And Larry Niven once again - humanity in Known Space (by the time of Beowulf Schaeffer in "Flatlander" and later Louis Wu in "Ringworld") had teleport booths, and the Puppeteers went one better with "stepping discs".
I always got the feeling the Niven wasn't happy with his teleportation. From day one, he included important issues in the description like the preservation of angular momentum - which limited the ability of a user to teleport from the pole of a planet to it's equator. On the Ring, the longitude around the ring through which an entity could travel on "stepping discs".
(This is probably more of an issue for single lump masses (like a human, or dinner) than for the single atoms or ions of H2 that travel into the fuel tanks, since some single toms can probably be shipped back to ease the strains on the system.)

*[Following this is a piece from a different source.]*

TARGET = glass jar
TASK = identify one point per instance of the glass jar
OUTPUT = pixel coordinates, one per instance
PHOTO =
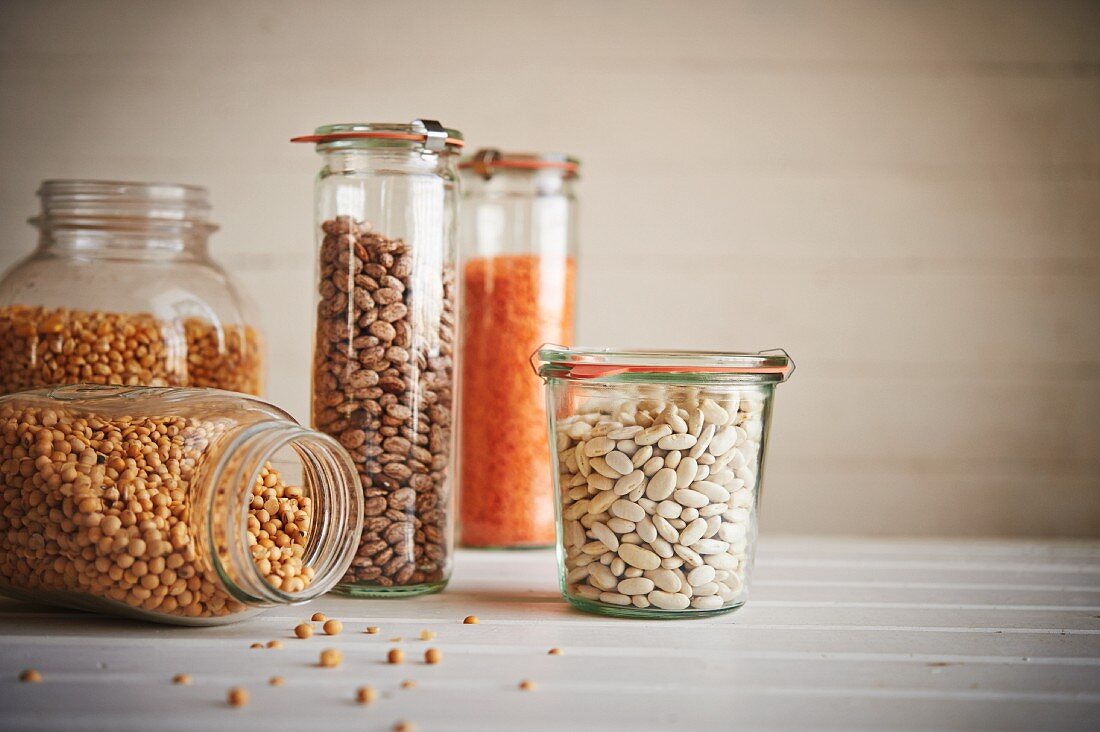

Somewhere in his essays, Niven discusses the idea of limiting the number of "unobtanium"-plated plot devices in a story in order to have an interesting story. Teleportation, without limits, would mean that all "locked door" mysteries disappear ("people soon learned to put their booths out in the porch, not in the living room" to quote one of the Beowulf Schaeffer shorts). Unobtanium impervious hulls means that warfare becomes ... problematic (several of Niven's stories work out how to destroy a General Products hull without killing all witnesses). Continuous recording and unlimited computer memory means that characters will never forget a piece of data, wrecking a major plank of the "detective" story - until people "can't remember where I put that tape", or just misunderstand the lies they're told.